Sekadar diketahui, pembentukan Satgas menyusul adanya vonis bebas Mahkamah Agung (MA) terhadap terdakwa korupsi Bantuan Likuiditas Bank Indonesia (BLBI), Syafruddin Arsyad Temenggung. Syafruddin sebelumnya mantan Kepala Badan Penyehatan Perbankan Negara (BPPN).
Selain itu, sejalan dengan perkara Syafruddin sebetulnya, KPK juga telah menetapkan tersangka Sjamsul Nursalim dan istrinya Itjih Nursalim. Namun belakangan diketahui kasus keduanya mendapat Surat Perintah Penghentian Penyidikan(SP3) dari lembaga antirasuah itu.
Menurut Mahfud, meski tak melibatkan KPK, tapi Satgas tetap berkoordinasi dengan lembaga pimpinan Firli Bahuri.
"Saya sudah koordinasi dengan KPK. Saya perlu data-data pelengkap dari KPK karena tentu KPK punya data-data lain di luar soal hukum perdata yang bisa ditagihkan digabungkan ke perdata karena pidananya sudah diusut. Hari selasa besok saya akan ke KPK," ujarnya.
Mahfud bilang, hitung-hitungan dari tim yang terdiri dari Dirjen Kekayaan Negara dan Jaksa Agung Muda Perdata dan Tata Usaha Negara, hak tagih pemerintah terhadap sejumlah bank yang menerima program BLBI berupa jaminan surat, jaminan uang, jaminan deposito dan sebagainya. Jika ditotal, hampir Rp110 triliun.
Keberadaan Satgas sendiri berdasarkan Keputusan Presiden (Keppres) Nomor 6 Tahun 2021. Meski belum merinci jaminan siapa-siapa saja yang akan ditagih berdasarkan jaminan.
Namun berdasarkan catatan VIVA, pada 1998, Bank Indonesia mengucurkan sebagai pinjaman kepada 48 bank yang mengalami kesulitan likuiditas. Salah satunya Bank Dagang Negara Indonesia, di mana Sjamsul Nursalim pemegang saham pengendalinya.

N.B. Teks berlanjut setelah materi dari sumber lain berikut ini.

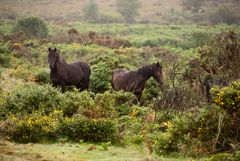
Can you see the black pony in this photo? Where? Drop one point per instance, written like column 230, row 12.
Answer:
column 64, row 74
column 134, row 81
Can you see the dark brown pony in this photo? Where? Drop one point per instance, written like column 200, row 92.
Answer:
column 64, row 74
column 134, row 81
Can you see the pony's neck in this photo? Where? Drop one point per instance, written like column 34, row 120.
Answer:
column 58, row 64
column 146, row 72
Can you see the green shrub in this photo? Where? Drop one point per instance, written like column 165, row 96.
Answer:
column 43, row 77
column 29, row 98
column 92, row 130
column 90, row 11
column 128, row 9
column 4, row 55
column 102, row 70
column 32, row 27
column 222, row 157
column 33, row 128
column 109, row 18
column 75, row 102
column 228, row 98
column 194, row 134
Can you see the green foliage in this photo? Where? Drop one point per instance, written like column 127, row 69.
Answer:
column 109, row 18
column 32, row 128
column 222, row 157
column 195, row 134
column 91, row 11
column 29, row 98
column 93, row 130
column 224, row 14
column 192, row 5
column 128, row 9
column 101, row 75
column 228, row 98
column 4, row 55
column 32, row 27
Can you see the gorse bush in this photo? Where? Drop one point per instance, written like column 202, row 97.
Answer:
column 31, row 128
column 93, row 130
column 90, row 11
column 4, row 55
column 32, row 27
column 128, row 9
column 228, row 98
column 29, row 98
column 195, row 134
column 102, row 70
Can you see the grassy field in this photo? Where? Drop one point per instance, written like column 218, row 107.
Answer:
column 63, row 10
column 75, row 152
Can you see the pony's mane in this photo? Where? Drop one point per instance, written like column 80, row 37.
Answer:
column 61, row 59
column 146, row 70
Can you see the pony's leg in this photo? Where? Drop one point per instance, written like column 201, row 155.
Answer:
column 138, row 94
column 85, row 84
column 63, row 87
column 79, row 86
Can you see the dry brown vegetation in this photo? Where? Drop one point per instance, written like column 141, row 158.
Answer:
column 71, row 10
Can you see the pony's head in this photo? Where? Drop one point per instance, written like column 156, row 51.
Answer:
column 53, row 57
column 157, row 73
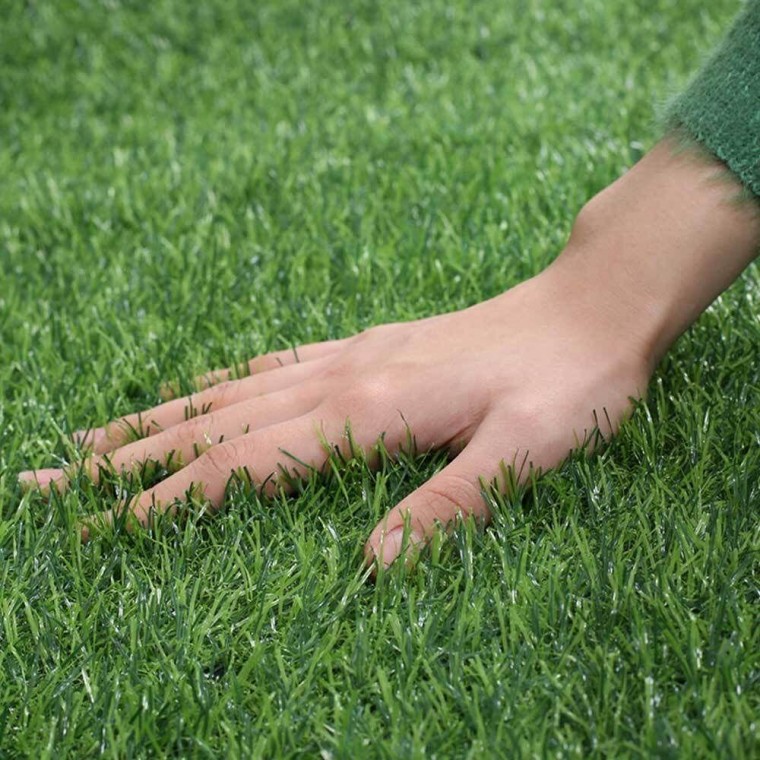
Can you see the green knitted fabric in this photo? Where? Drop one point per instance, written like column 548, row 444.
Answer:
column 721, row 106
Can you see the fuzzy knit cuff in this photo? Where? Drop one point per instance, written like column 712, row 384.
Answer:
column 721, row 106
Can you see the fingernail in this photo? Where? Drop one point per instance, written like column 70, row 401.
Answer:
column 392, row 543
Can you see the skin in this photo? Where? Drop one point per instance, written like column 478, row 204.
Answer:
column 508, row 385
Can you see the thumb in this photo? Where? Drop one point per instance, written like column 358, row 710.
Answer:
column 454, row 491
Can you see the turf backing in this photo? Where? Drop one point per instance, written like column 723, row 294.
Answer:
column 188, row 184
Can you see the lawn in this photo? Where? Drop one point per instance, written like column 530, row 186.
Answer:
column 185, row 185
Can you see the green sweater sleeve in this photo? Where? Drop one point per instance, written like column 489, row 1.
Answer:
column 721, row 107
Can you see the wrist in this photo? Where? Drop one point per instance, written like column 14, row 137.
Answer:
column 654, row 249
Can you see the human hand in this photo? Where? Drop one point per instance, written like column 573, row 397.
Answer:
column 519, row 380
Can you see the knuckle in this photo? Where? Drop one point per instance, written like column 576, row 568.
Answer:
column 364, row 392
column 452, row 494
column 221, row 459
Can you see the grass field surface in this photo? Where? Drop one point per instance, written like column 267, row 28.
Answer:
column 186, row 185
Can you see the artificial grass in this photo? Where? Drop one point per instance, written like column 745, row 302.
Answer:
column 186, row 185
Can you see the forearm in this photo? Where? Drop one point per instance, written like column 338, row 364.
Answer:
column 653, row 250
column 650, row 253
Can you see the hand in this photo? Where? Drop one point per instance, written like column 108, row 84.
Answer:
column 519, row 380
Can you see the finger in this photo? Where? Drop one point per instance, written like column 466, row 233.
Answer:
column 271, row 457
column 453, row 492
column 184, row 443
column 295, row 447
column 259, row 364
column 164, row 416
column 181, row 444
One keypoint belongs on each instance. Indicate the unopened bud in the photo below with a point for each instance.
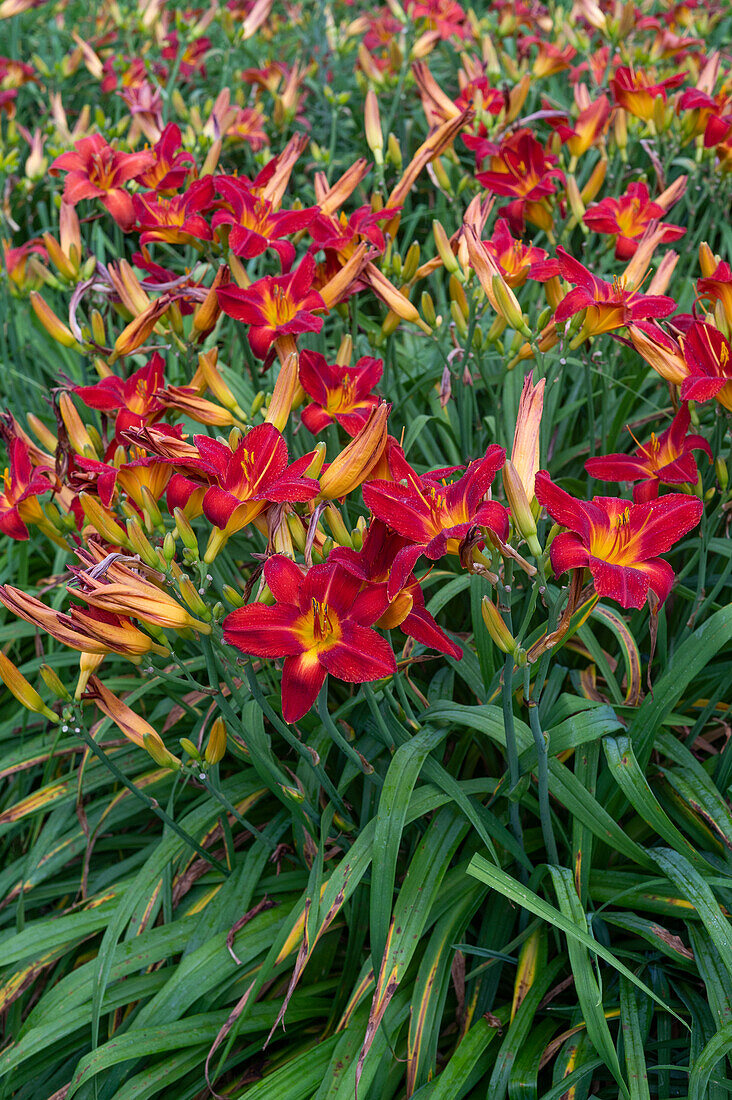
(24, 692)
(444, 250)
(217, 741)
(507, 306)
(232, 596)
(496, 627)
(54, 327)
(53, 682)
(521, 509)
(188, 747)
(722, 475)
(372, 127)
(427, 307)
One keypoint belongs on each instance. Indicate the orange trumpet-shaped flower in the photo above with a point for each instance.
(21, 486)
(98, 171)
(636, 90)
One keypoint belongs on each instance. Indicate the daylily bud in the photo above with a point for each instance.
(345, 350)
(159, 752)
(232, 596)
(53, 682)
(217, 741)
(722, 475)
(428, 308)
(192, 597)
(620, 123)
(102, 521)
(596, 180)
(372, 125)
(55, 328)
(707, 260)
(521, 510)
(354, 463)
(285, 387)
(316, 465)
(19, 686)
(141, 543)
(150, 508)
(411, 262)
(576, 204)
(186, 532)
(496, 627)
(507, 306)
(444, 250)
(75, 428)
(394, 151)
(525, 451)
(336, 524)
(188, 747)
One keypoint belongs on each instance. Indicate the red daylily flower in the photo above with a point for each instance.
(320, 624)
(98, 171)
(21, 485)
(446, 17)
(135, 397)
(255, 224)
(718, 287)
(664, 460)
(435, 514)
(251, 476)
(626, 219)
(709, 364)
(586, 129)
(406, 611)
(338, 393)
(609, 305)
(172, 166)
(516, 261)
(275, 306)
(176, 219)
(636, 91)
(616, 540)
(713, 114)
(523, 171)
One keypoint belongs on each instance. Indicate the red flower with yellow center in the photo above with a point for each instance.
(434, 514)
(135, 397)
(616, 540)
(320, 624)
(255, 224)
(609, 305)
(713, 114)
(517, 261)
(709, 365)
(406, 609)
(338, 393)
(523, 171)
(177, 219)
(636, 91)
(275, 306)
(626, 219)
(21, 485)
(172, 165)
(664, 460)
(98, 171)
(248, 479)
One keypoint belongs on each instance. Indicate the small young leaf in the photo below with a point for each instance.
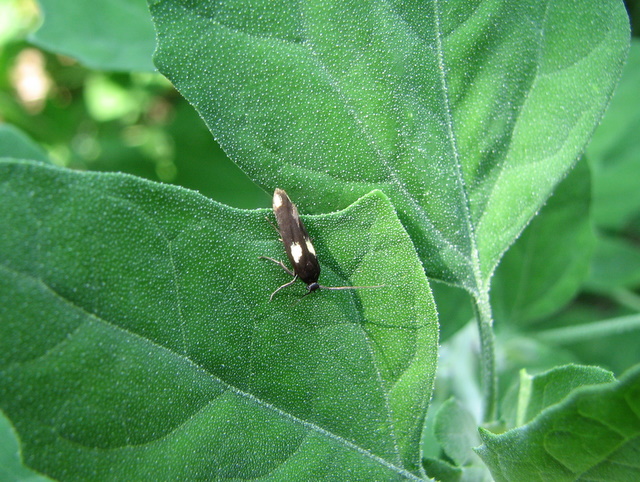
(591, 435)
(547, 265)
(614, 152)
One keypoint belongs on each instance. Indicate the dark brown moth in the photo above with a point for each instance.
(298, 247)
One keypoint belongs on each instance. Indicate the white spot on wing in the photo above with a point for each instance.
(310, 246)
(296, 252)
(277, 200)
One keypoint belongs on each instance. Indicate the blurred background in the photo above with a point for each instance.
(93, 117)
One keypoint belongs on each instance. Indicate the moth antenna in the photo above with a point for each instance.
(349, 287)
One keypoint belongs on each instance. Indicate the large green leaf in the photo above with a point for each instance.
(593, 434)
(103, 34)
(547, 265)
(466, 114)
(138, 341)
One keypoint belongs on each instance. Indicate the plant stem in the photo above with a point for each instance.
(487, 356)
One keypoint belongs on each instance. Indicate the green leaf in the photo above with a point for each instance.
(465, 114)
(546, 267)
(593, 434)
(615, 265)
(11, 468)
(538, 392)
(457, 432)
(137, 324)
(102, 34)
(614, 152)
(15, 143)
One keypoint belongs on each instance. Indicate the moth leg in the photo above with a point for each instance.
(279, 263)
(295, 278)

"Pasti transparan karena ini kan hak masyarakat untuk tahu, nanti akan ada pemanggilan-pemanggilan, kemudian akan diumumkan uangnya berapa yang bisa langsung dieksekusi itu seberapa besar, kita nanti akan transparan ke masyarakat. Mengapa saya katakan bisa langsung dieksekusi atau tidak? Karena begini, dari uang yang harus ditagih sebesar Rp108-109 triliun itu ada yang berbentuk sertifikat bangunan, tapi barangnya mungkin tidak sesuai dengan sertifikat. Ada yang baru menyerahkan surat pernyataan, tetapi dokumen pengalihannya belum diserahkan ke negara, belum ditandatangani, meskipun sudah dipanggil karena masih ada dugaan pidana dan sebagainya itu," kata Mahfud.
"Kemudian ada juga yang nilainya itu sudah naik, sesudah dijaminkan dulu ke negara sekian sehingga timbul tafsir apakah ini jaminan penuntasan kredit ataukah aset itu dikuasai oleh negara itu juga tentu kalau bagi kami itu aset negara. Karena pada awal itu nilainya di bawah, kalau sekarang berkembang lagi sesudah 14 tahun-16 tahun berkembang-berkembang kemudian kita perlu kepastian bahwa dulu yang diambil yang dijaminkan ke negara itu asetnya bukan jumlah kreditnya. Karena pada waktu itu kalau kredit aset ndak cukup sekarang sudah lebih karena sudah 16 tahun kan," bebernya.
"Nah macam-macam itu harus jelas posisi hukumnya," ujarnya.